São muitos os caminhos que levam um indivíduo a se envolver com os livros — e nenhum deles pode ser considerado correto ou infalível. Dos gibis da Turma da Mônica às histórias do Sítio do Pica-Pau Amarelo, da crônica de Luís Fernando Verissimo ao livro-porrada do Bukowski, as portas de entrada para o universo literário estão sempre prontas para ser abertas. Há até quem diga que os títulos esotéricos e de autoajuda podem ir além do alento existencial que prometem ao público (e incentivar o hábito da leitura).
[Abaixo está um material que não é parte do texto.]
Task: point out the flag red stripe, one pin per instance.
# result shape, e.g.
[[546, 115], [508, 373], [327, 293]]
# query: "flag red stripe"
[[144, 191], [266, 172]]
“O que não se deve fazer é demonizar o entretenimento como valor na literatura. Isso afasta, ainda mais, as pessoas dos livros”, afirma Felipe Pena, escritor, jornalista e professor da Universidade Federal Fluminense. Autor de obras como Fábrica de diplomas e O marido perfeito mora ao lado, ele também é o organizador da recém-publicada coletânea de contos Geração subzero, que ressalta justamente a importância de uma produção literária mais popular e acessível.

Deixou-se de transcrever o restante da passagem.